Contoh syarat tambahan yang dibenarkan:
- Syarat waktu pelaksanaan: Misalnya, dalam akad sewa menyewa, disepakati bahwa sewa dimulai pada waktu tertentu dan berakhir pada waktu yang telah ditetapkan.
- Syarat kondisi tertentu: Dalam akad jual beli, bisa ditentukan bahwa barang harus dalam kondisi tertentu, seperti bebas cacat, atau kualitas tertentu.
Contoh syarat tambahan yang tidak dibenarkan:
- Syarat yang mengandung riba: Misalnya, dalam akad pinjaman, terdapat tambahan pembayaran bunga.
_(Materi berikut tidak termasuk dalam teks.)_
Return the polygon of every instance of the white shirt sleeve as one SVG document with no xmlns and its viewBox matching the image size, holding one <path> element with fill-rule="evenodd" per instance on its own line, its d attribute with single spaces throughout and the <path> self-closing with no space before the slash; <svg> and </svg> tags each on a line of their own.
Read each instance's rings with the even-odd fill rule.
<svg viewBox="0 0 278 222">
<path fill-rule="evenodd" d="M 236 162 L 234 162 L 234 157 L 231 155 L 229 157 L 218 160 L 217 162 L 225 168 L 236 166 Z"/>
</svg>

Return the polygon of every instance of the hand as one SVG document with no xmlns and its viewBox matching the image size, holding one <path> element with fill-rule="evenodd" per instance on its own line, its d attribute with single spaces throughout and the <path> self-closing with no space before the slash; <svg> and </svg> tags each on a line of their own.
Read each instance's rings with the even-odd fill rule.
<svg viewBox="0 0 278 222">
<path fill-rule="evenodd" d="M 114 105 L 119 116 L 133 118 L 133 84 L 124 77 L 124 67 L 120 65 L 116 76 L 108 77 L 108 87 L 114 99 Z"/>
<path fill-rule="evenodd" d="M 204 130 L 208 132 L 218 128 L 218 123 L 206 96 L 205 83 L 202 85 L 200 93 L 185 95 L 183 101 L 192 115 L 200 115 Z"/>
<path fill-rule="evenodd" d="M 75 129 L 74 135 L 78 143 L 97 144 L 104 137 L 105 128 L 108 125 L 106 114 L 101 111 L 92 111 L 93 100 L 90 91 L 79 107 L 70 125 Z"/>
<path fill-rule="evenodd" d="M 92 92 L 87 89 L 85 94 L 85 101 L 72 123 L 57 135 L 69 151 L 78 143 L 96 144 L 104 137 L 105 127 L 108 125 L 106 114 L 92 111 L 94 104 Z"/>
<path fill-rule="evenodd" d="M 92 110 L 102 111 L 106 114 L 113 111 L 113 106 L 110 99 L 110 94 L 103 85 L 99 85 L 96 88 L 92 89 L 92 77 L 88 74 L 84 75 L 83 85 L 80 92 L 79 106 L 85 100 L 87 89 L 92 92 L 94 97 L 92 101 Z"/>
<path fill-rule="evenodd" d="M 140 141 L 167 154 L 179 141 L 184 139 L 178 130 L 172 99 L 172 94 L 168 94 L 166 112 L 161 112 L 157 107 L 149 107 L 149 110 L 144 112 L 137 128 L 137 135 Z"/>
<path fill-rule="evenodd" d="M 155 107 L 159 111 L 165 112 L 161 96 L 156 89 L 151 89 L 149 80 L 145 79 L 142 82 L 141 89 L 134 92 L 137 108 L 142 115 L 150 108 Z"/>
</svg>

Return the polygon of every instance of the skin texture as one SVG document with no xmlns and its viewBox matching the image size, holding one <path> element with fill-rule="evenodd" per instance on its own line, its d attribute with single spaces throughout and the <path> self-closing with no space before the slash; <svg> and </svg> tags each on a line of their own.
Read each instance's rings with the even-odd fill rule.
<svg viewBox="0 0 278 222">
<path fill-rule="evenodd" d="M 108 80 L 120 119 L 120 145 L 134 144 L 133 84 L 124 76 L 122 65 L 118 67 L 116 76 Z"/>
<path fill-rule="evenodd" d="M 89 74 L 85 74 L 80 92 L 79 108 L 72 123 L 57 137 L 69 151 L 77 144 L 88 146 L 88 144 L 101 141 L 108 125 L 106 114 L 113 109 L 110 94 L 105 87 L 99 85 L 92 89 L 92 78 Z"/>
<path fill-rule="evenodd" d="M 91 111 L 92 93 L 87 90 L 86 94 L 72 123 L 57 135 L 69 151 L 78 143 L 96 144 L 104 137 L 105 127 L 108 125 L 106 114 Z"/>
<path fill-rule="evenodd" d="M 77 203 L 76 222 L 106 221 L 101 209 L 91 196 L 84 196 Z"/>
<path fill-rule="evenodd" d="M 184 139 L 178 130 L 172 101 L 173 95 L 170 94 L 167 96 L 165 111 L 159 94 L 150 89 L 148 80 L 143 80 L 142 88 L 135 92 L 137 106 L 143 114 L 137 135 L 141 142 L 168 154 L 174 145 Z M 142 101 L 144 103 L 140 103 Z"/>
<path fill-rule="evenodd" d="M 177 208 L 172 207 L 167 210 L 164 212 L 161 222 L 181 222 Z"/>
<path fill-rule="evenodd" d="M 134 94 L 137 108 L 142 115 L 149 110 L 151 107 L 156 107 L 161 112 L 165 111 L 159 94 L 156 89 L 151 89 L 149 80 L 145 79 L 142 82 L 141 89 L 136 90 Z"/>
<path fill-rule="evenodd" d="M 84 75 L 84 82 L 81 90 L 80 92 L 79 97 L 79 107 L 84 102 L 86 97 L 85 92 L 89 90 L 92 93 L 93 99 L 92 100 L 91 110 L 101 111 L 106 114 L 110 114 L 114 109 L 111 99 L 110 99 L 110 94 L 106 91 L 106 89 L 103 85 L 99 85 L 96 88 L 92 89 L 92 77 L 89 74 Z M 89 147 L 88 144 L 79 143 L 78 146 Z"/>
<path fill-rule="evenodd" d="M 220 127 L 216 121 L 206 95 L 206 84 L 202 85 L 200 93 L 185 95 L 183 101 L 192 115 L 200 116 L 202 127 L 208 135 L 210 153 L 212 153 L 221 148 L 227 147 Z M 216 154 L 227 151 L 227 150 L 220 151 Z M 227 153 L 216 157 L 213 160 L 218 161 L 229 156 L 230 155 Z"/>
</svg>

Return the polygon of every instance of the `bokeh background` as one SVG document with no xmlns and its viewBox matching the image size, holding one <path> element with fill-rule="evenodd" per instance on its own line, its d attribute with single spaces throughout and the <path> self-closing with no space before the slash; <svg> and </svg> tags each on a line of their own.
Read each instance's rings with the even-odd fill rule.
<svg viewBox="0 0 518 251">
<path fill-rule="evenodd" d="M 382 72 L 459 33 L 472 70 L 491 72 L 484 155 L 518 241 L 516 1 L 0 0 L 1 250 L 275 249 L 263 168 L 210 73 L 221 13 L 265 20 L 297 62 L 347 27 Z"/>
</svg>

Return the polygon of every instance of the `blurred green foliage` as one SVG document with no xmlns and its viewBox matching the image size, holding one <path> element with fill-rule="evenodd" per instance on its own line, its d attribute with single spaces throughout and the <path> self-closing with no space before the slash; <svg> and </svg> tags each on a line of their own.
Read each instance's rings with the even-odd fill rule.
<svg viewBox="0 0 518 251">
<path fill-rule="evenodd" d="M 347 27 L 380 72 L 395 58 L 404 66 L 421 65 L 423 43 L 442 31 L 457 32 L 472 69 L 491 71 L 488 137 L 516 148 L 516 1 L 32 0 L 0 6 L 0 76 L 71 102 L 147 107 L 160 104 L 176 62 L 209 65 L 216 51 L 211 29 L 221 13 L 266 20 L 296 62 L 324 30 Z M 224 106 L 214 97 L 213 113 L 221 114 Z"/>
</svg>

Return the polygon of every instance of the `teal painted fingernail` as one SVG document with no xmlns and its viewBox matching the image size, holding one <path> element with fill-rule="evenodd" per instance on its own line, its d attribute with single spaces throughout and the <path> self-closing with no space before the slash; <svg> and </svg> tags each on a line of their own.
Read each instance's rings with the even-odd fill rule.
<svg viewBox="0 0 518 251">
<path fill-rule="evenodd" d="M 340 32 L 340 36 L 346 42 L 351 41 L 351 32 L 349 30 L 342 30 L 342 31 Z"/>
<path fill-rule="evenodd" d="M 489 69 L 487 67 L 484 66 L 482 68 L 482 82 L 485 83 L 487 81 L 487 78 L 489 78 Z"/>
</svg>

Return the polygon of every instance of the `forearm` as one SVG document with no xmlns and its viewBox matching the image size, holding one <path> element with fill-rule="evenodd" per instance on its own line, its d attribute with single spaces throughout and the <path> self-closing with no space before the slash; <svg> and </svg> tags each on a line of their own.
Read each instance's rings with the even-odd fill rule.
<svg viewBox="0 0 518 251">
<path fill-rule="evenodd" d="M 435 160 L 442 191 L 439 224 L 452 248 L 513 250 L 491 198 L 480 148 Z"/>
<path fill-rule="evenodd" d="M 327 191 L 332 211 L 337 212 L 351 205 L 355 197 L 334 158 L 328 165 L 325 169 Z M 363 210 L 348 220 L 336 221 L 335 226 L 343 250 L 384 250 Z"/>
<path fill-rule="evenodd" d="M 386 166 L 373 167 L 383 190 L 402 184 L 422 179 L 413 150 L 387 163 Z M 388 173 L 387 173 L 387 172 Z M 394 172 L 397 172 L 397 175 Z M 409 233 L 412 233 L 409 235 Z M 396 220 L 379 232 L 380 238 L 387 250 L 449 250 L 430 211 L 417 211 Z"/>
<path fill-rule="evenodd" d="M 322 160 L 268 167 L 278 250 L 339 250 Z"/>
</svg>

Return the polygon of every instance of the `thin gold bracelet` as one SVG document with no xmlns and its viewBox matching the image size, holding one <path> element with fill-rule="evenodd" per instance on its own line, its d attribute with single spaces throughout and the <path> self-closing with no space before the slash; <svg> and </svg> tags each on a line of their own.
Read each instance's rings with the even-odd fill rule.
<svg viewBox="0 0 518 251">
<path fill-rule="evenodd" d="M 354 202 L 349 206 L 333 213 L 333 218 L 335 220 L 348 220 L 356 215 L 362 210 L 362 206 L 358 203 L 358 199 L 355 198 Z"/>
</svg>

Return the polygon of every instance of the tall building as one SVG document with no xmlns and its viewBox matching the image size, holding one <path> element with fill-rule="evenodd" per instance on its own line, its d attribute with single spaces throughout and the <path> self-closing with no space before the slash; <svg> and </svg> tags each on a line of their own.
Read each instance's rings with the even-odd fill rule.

Ini dilarang karena mengandung unsur riba, yang bertentangan dengan syariah.
- Syarat yang merugikan salah satu pihak secara tidak adil: Contohnya, dalam akad jual beli rumah, penjual mensyaratkan agar pembeli tidak boleh menjual rumah tersebut dalam kurun waktu 10 tahun. Syarat ini tidak adil karena membatasi kebebasan pembeli.
Contoh Akad dengan Syarat:
- Akad Jual Beli (Bai'): Seorang penjual dan pembeli menyepakati harga, kualitas, dan waktu penyerahan barang. Misalnya, disepakati bahwa barang bisa dikembalikan dalam waktu 7 hari jika ditemukan cacat yang tidak disebutkan sebelumnya.
- Akad Nikah: Calon suami atau istri bisa mengajukan syarat tertentu yang tidak bertentangan dengan syariah, seperti calon istri mensyaratkan agar suami tidak berpoligami selama pernikahan berlangsung. Syarat ini sah asalkan disepakati oleh kedua belah pihak.
Akad syariah adalah konsep fundamental dalam transaksi keuangan yang sesuai dengan prinsip-prinsip Islam. Dengan berfokus pada keadilan, kerjasama, dan saling menguntungkan, akad syariah bertujuan untuk menghindari unsur-unsur yang dilarang seperti riba (bunga), gharar (ketidakpastian), dan maisir (perjudian).
Berikut adalah beberapa jenis akad syariah dan contohnya:
    1. Akad Jual Beli (Bai')
- Bai' Murabahah: Bank syariah membeli barang dan menjualnya kepada nasabah dengan tambahan margin. Misalnya, bank membeli mobil dan menjualnya dengan harga lebih tinggi.
- Bai' Salam:Â Pembayaran dilakukan di muka, namun barang diserahkan di masa mendatang, misalnya dalam transaksi hasil pertanian.